Andrew contends: “Power is drawn from the ideology and interests that exist at the time.” Indeed, this is an intriguing point because you seem to argue that Caro so thoroughly contexualizes ideology within the power struggles of Johnson’s storied career that there is not use trying to depict the evolution of his thought through various ideologies. I am reminded of another excellent biography (or biographies) Menand’s Metaphysical Club in which, as George Cotkin has noted, Menand doesn’t define the term “metaphysical.” Perhaps Caro’s great achievement is to melt ideology into a narrative about the exercise of it through power.
I am impressed by these books, don’t get me wrong, but I am also amazed the Caro avoid discussing the different kinds of liberalism embraced by LBJ and JFK. I have the impression that experience campaigning and moving through the webs of power in American politics can, at once, make a historical actor appear acutely ideological or, as we get closer to that actor through a closely drawn biographical sketch, attached to people not ideas. As an intellectual historian, I am not so naive as to imagine that people wear their ideologies on their sleeves for the biographer to note. But as an intellectual historian it strikes me when Caro speaks about FDR or the New Deal he doesn’t attempt to draw distinctions between how Johnson and Kennedy positioned themselves in its legacy.
Did JFK and LBJ embrace different kinds of liberalism? I thought that by 1960 their public positions were in agreement on nearly all major issues, much like Clinton and Obama in 2007-8.

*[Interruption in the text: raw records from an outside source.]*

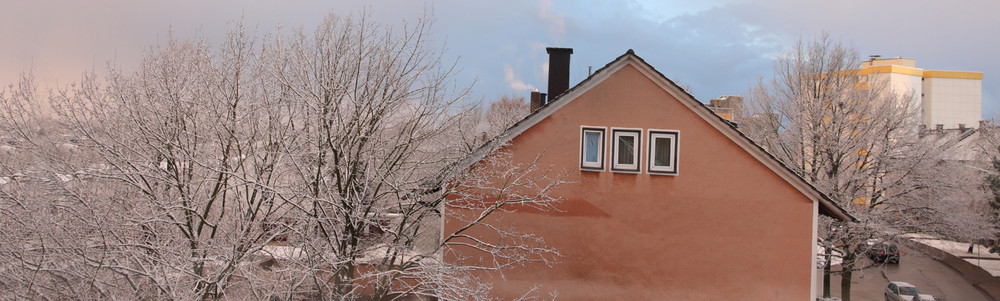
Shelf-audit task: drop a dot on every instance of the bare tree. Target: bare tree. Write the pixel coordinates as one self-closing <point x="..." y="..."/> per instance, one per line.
<point x="297" y="166"/>
<point x="849" y="134"/>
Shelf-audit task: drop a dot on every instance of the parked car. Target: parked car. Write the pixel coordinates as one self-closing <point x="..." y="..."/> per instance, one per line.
<point x="902" y="291"/>
<point x="884" y="252"/>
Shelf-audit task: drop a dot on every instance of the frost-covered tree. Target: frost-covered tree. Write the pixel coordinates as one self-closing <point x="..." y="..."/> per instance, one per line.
<point x="857" y="140"/>
<point x="291" y="166"/>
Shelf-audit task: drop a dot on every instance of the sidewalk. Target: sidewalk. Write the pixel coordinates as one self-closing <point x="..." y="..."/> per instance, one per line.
<point x="980" y="255"/>
<point x="979" y="268"/>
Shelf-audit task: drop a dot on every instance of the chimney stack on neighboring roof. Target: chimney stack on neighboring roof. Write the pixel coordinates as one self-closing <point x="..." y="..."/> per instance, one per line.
<point x="558" y="71"/>
<point x="537" y="100"/>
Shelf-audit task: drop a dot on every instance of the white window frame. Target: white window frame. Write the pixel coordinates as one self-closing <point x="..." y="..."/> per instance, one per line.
<point x="636" y="135"/>
<point x="592" y="166"/>
<point x="674" y="136"/>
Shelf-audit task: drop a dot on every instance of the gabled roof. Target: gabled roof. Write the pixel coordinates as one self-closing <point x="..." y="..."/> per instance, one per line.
<point x="826" y="205"/>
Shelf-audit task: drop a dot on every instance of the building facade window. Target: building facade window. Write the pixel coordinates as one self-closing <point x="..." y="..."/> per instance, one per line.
<point x="625" y="149"/>
<point x="663" y="151"/>
<point x="592" y="148"/>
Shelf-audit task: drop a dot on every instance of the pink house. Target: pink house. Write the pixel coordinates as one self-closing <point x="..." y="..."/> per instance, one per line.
<point x="668" y="201"/>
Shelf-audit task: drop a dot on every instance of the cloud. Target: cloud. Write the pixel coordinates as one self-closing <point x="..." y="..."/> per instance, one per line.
<point x="513" y="82"/>
<point x="556" y="21"/>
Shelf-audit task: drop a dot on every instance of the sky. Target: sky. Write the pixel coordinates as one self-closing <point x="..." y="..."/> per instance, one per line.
<point x="715" y="47"/>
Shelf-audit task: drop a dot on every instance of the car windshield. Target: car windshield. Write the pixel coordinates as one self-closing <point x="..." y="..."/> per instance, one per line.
<point x="909" y="291"/>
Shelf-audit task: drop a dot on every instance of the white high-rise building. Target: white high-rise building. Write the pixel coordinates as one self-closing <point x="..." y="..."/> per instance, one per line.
<point x="951" y="99"/>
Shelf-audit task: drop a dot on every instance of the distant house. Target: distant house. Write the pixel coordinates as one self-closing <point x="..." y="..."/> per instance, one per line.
<point x="669" y="201"/>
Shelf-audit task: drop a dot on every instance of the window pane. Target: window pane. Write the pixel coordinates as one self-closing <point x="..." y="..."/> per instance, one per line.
<point x="626" y="149"/>
<point x="662" y="153"/>
<point x="593" y="143"/>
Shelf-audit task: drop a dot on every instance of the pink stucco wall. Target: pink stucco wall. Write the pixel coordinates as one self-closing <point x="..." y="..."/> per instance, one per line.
<point x="725" y="228"/>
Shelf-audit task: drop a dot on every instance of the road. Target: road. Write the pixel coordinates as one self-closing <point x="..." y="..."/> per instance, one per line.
<point x="928" y="275"/>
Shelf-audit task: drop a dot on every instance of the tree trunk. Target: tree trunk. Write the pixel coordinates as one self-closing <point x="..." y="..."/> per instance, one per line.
<point x="826" y="277"/>
<point x="845" y="276"/>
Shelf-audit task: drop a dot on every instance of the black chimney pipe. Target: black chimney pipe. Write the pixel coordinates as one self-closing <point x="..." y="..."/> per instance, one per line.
<point x="558" y="70"/>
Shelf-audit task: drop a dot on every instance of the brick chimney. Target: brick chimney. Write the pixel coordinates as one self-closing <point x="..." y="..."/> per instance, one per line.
<point x="537" y="100"/>
<point x="558" y="71"/>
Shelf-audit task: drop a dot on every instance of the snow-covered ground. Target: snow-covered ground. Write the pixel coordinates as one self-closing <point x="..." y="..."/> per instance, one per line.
<point x="980" y="255"/>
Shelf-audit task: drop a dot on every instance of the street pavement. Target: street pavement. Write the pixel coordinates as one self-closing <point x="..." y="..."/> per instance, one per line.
<point x="927" y="274"/>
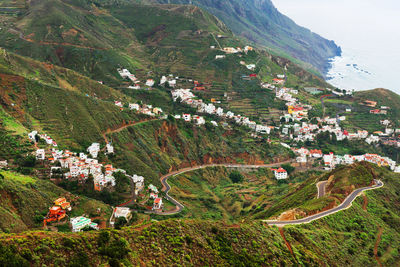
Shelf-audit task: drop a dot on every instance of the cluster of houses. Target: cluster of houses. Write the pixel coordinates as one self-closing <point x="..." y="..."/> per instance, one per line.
<point x="331" y="160"/>
<point x="187" y="97"/>
<point x="80" y="166"/>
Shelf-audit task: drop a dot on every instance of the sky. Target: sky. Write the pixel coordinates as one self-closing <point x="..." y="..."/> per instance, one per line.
<point x="367" y="30"/>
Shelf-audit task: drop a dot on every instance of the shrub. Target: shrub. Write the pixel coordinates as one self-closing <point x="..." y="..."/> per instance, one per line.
<point x="236" y="177"/>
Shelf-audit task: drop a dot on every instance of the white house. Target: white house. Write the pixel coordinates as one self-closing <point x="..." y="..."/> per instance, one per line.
<point x="157" y="204"/>
<point x="251" y="66"/>
<point x="150" y="82"/>
<point x="199" y="120"/>
<point x="122" y="212"/>
<point x="3" y="164"/>
<point x="94" y="149"/>
<point x="187" y="117"/>
<point x="32" y="136"/>
<point x="280" y="174"/>
<point x="109" y="149"/>
<point x="263" y="129"/>
<point x="40" y="154"/>
<point x="134" y="106"/>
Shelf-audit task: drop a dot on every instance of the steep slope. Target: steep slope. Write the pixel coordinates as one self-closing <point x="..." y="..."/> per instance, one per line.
<point x="70" y="107"/>
<point x="346" y="238"/>
<point x="261" y="22"/>
<point x="25" y="200"/>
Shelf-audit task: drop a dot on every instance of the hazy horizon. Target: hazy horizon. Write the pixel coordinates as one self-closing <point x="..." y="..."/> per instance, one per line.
<point x="367" y="32"/>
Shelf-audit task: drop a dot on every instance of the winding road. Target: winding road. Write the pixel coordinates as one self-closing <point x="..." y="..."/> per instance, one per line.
<point x="321" y="188"/>
<point x="345" y="205"/>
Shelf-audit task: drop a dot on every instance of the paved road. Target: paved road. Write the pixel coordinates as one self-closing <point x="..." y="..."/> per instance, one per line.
<point x="345" y="205"/>
<point x="321" y="188"/>
<point x="179" y="207"/>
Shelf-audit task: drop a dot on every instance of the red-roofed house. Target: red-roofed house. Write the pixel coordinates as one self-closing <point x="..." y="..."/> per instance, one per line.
<point x="157" y="204"/>
<point x="280" y="173"/>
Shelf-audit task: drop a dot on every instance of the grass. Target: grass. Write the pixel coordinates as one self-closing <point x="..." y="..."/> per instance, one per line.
<point x="18" y="177"/>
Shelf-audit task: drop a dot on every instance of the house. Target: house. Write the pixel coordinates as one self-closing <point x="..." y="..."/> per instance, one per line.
<point x="278" y="81"/>
<point x="187" y="117"/>
<point x="32" y="136"/>
<point x="302" y="159"/>
<point x="3" y="164"/>
<point x="135" y="87"/>
<point x="263" y="129"/>
<point x="315" y="153"/>
<point x="369" y="103"/>
<point x="329" y="160"/>
<point x="123" y="212"/>
<point x="109" y="149"/>
<point x="251" y="66"/>
<point x="134" y="106"/>
<point x="199" y="120"/>
<point x="153" y="188"/>
<point x="157" y="204"/>
<point x="78" y="223"/>
<point x="280" y="173"/>
<point x="150" y="82"/>
<point x="94" y="149"/>
<point x="230" y="50"/>
<point x="157" y="111"/>
<point x="40" y="154"/>
<point x="172" y="83"/>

I think Obama and Clinton might share more in common ideologically than Kennedy and Johnson, mostly, it seems to me, because of their proximity to the titans of the Democratic Party in the late 1950s. Caro makes a great deal out of their different backgrounds–which could not have been more different–and their relationship to the New Deal and the early postwar political atmosphere. While Johnson is clearly a political animal for the Texas hill country he was also a New Deal Democrat who idealized FDR. JFK was something different and what I was curious about was how their different experiences led to different relationships with the dominant liberal ideology.